La vista di Sitwell si offusca, un rivolo di sudore gli solca la tempia e cade sul cuscino, mentre Natasha alza la mano per un cenno di saluto ed esce dalla stanza spingendo il carrello delle pulizie, richiudendo delicatamente la porta alle sue spalle.

 

 

Uno scoiattolo del Washington Square Garden salta dall'albero e usa la spalla e il braccio della statua di Garibaldi per scivolare a terra e raggiungere la punta delle sneakers.
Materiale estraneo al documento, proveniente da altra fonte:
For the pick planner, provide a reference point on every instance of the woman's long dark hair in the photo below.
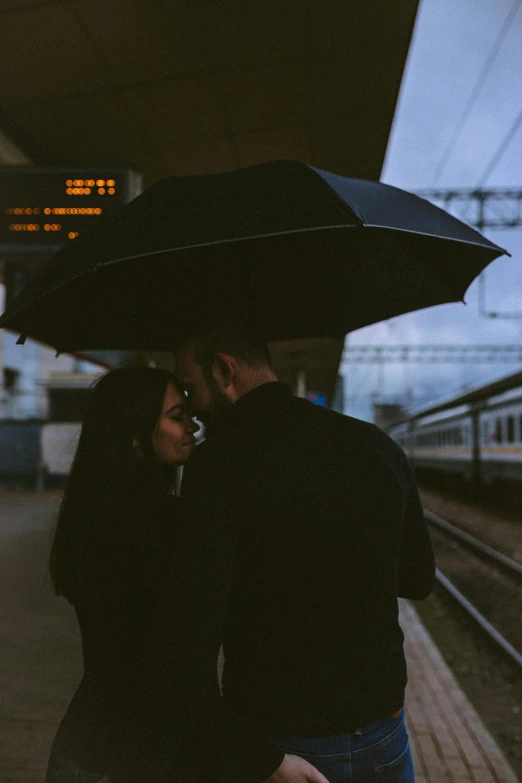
(114, 476)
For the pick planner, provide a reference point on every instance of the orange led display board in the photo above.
(42, 208)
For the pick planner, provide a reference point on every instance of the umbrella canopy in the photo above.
(298, 251)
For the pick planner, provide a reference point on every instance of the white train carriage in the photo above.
(479, 440)
(500, 422)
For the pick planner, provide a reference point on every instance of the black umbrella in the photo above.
(299, 251)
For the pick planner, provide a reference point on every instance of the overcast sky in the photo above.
(451, 44)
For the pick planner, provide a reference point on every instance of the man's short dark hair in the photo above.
(233, 337)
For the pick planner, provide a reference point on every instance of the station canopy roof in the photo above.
(200, 87)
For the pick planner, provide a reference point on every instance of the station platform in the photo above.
(449, 742)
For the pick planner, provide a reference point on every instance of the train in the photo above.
(475, 437)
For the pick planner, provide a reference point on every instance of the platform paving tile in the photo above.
(450, 743)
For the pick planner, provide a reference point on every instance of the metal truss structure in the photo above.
(497, 208)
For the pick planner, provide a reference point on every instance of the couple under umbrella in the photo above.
(297, 528)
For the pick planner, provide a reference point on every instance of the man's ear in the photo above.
(224, 369)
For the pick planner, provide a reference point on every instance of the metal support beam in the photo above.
(433, 354)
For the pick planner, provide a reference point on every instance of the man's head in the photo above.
(219, 363)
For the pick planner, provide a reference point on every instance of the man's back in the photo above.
(330, 531)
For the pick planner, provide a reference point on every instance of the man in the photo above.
(302, 528)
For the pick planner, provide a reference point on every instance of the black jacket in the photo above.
(300, 529)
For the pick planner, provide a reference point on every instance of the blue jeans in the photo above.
(60, 770)
(376, 753)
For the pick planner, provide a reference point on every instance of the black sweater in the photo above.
(300, 527)
(114, 614)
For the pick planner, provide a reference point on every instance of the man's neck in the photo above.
(249, 384)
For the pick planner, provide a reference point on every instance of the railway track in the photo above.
(492, 556)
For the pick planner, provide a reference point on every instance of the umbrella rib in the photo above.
(435, 236)
(224, 242)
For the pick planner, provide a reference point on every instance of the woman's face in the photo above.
(173, 437)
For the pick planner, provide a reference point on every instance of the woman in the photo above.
(112, 543)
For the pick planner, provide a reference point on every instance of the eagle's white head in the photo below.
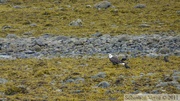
(110, 55)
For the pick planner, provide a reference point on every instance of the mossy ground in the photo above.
(53, 16)
(41, 78)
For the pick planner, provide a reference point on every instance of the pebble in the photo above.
(3, 81)
(103, 84)
(102, 5)
(46, 45)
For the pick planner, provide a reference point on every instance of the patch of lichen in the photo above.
(41, 79)
(54, 17)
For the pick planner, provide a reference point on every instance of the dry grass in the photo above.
(54, 17)
(41, 78)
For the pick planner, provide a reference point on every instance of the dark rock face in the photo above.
(52, 46)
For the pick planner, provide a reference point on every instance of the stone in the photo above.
(144, 25)
(3, 81)
(102, 5)
(140, 6)
(164, 50)
(97, 34)
(3, 1)
(11, 36)
(103, 84)
(77, 22)
(162, 84)
(79, 80)
(70, 81)
(99, 75)
(177, 52)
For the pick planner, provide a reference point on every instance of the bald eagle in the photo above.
(116, 61)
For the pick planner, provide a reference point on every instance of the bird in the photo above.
(166, 59)
(116, 61)
(124, 58)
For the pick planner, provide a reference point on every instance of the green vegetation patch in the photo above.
(52, 79)
(39, 17)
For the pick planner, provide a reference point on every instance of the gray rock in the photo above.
(77, 22)
(5, 56)
(97, 34)
(6, 27)
(177, 52)
(102, 5)
(178, 12)
(176, 73)
(33, 24)
(144, 25)
(88, 6)
(164, 50)
(17, 6)
(27, 33)
(3, 1)
(103, 84)
(3, 81)
(173, 83)
(70, 81)
(29, 52)
(79, 80)
(77, 91)
(155, 92)
(11, 36)
(99, 75)
(162, 84)
(176, 78)
(140, 6)
(61, 38)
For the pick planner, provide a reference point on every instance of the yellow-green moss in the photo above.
(54, 17)
(42, 77)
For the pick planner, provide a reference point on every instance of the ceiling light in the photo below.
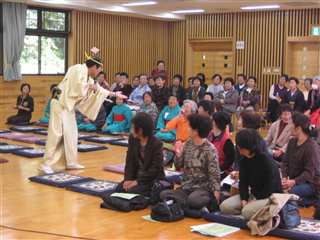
(115, 9)
(260, 7)
(188, 11)
(133, 4)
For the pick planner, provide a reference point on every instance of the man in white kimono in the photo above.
(78, 91)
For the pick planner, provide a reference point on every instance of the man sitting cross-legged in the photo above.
(199, 162)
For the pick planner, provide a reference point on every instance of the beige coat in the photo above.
(282, 140)
(75, 94)
(267, 218)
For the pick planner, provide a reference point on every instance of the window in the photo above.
(1, 39)
(46, 42)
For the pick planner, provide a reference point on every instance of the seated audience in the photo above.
(151, 82)
(85, 124)
(294, 96)
(200, 187)
(301, 163)
(160, 71)
(250, 96)
(180, 123)
(24, 106)
(241, 83)
(307, 83)
(137, 95)
(202, 78)
(228, 97)
(197, 92)
(277, 96)
(160, 93)
(280, 132)
(168, 113)
(135, 82)
(149, 107)
(259, 177)
(46, 113)
(116, 81)
(123, 86)
(102, 80)
(220, 138)
(177, 89)
(208, 96)
(313, 103)
(216, 85)
(144, 158)
(119, 119)
(205, 108)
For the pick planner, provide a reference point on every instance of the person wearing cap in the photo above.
(78, 91)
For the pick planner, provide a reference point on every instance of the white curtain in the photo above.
(14, 28)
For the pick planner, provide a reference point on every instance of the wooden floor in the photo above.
(35, 211)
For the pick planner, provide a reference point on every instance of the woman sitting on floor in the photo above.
(149, 107)
(168, 113)
(200, 186)
(85, 124)
(220, 138)
(119, 119)
(301, 163)
(259, 177)
(24, 106)
(144, 158)
(54, 94)
(280, 133)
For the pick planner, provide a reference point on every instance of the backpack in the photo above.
(125, 205)
(157, 187)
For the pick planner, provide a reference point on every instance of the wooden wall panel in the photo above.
(263, 35)
(300, 21)
(127, 44)
(176, 50)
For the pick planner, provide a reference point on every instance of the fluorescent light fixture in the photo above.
(115, 9)
(133, 4)
(188, 11)
(260, 7)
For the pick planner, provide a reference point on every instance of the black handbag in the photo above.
(289, 215)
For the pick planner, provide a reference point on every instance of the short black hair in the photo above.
(309, 80)
(124, 74)
(285, 76)
(161, 61)
(250, 119)
(302, 121)
(93, 62)
(147, 93)
(249, 139)
(242, 75)
(144, 122)
(179, 76)
(206, 105)
(200, 123)
(253, 78)
(25, 84)
(209, 94)
(196, 78)
(285, 108)
(52, 86)
(102, 73)
(294, 79)
(217, 75)
(221, 120)
(229, 79)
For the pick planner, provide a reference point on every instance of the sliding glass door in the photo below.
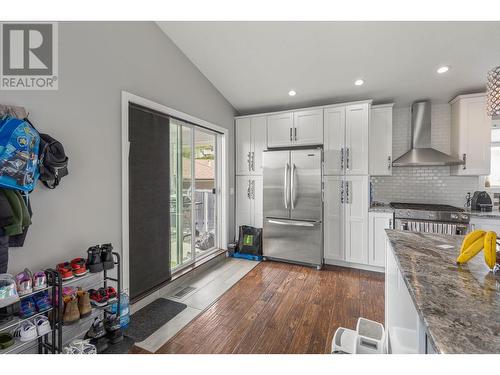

La fissa impertinente, dritto sulle zampette posteriori, finché Natasha non stacca un pezzetto di snack e si china dalla panchina su cui è seduta per porgerglielo. Sorride quando se lo infila in bocca interamente e scappare via, poi abbassa la zip della felpa dell'Hard Rock Café e piega il collo all'indietro offrendosi al sole caldo di inizio giugno. Un momento di calma, pausa pranzo. Tutto il resto è un'incognita.

Lo è sempre stato.

Tutto finisce e di grazia che qualcos’altro ricomincia.

Punto e a capo. Se la vita è un libro, ha appena iniziato un nuovo capitolo. E ha voglia di scrivere ogni paragrafo da sola.

Lavorare in autonomia ha i suoi indubbi vantaggi.

Come non dover condividere con nessuno le sue piccole, crudeli soddisfazioni.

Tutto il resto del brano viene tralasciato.